OK, although of the 3 that I have done, none of them needed this.


----------



## SiLlY (Nov 28, 2011)

We've had the tank delamination happen on a 2003 and an 05, 7.3. We use the powerstrokes as bucket trucks. Aerial utility construction.


----------



## SiLlY (Nov 28, 2011)

I steer clear of contractor trucks. Their maintenance is probably spot on but the drivers of these vehicles usually don't give a **** about them and beat them. Seeing they don't have to pay for it.


----------



## dfd9 (Aug 18, 2010)

SiLlY;1361854 said:


> We've had the tank delamination happen on a 2003 and an 05, 7.3. We use the powerstrokes as bucket trucks.
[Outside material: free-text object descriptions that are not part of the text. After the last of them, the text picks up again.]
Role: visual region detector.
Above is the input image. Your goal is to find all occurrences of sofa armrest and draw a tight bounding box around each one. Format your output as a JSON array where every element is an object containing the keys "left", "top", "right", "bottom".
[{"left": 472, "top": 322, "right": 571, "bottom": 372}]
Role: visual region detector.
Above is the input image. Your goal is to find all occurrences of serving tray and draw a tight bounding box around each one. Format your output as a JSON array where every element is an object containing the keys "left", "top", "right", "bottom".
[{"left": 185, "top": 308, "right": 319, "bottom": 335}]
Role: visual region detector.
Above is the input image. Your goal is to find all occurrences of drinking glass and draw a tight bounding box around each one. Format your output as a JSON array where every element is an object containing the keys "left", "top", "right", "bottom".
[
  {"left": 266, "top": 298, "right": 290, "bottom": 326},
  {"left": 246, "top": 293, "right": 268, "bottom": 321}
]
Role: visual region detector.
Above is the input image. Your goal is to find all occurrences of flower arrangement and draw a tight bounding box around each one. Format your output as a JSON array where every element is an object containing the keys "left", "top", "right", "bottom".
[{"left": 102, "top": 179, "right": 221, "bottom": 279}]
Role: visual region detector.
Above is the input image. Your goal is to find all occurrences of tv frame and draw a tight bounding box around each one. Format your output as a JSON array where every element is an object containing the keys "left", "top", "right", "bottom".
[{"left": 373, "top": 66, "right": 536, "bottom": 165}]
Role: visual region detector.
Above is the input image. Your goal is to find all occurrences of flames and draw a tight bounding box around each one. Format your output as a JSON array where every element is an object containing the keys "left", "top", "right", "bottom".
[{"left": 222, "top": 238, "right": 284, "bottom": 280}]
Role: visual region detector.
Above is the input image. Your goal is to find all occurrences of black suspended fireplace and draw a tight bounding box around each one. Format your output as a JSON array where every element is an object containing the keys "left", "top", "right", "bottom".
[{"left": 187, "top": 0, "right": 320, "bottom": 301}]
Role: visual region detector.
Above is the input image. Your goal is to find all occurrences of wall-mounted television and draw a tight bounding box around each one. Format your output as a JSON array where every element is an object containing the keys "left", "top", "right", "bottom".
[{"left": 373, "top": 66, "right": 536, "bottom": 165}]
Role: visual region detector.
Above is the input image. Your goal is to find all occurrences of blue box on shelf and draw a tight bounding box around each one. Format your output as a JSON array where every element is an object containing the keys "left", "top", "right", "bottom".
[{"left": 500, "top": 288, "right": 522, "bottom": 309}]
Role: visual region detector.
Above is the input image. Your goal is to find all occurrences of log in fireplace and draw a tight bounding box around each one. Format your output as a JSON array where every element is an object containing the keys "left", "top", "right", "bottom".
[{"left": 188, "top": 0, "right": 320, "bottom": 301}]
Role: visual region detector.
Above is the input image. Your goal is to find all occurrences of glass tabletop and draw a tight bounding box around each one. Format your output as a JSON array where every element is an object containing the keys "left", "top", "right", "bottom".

Aerial utility construction.


Impossible. There is no 7.3 in an '05.


----------



## Tbrothers (Dec 30, 2009)

Still looking the truck sold before I could even look at it.


----------



## SiLlY (Nov 28, 2011)

dfd9;1362409 said:


> Impossible. There is no 7.3 in an '05.


I don't mind being corrected if I'm wrong. These where fleet (bucket) trucks that we went through like water. It's possible I could be off by both engine size and even a year or two. I tried to be as accurate as I could (by memory). My apologies. All of our bucket trucks, and at average that can be 10 to 15 depending on year, economy, budget, work demand, etc.. are powerstrokes. With the exception of the supervisor and wharehouse manager pickup trucks. The owner was a chevy fan so.. he brought them in where ever he could fit them in.


----------



## BPS#1 (Oct 16, 2011)

Some of the larger trucks had the 7.3L for several years after the pickup segment lost them.

Reason being is different emissions classifications by the feds.

It is possible a non pickup classified work truck had a 7.3.

I don't know what year they were discontinued completely.


----------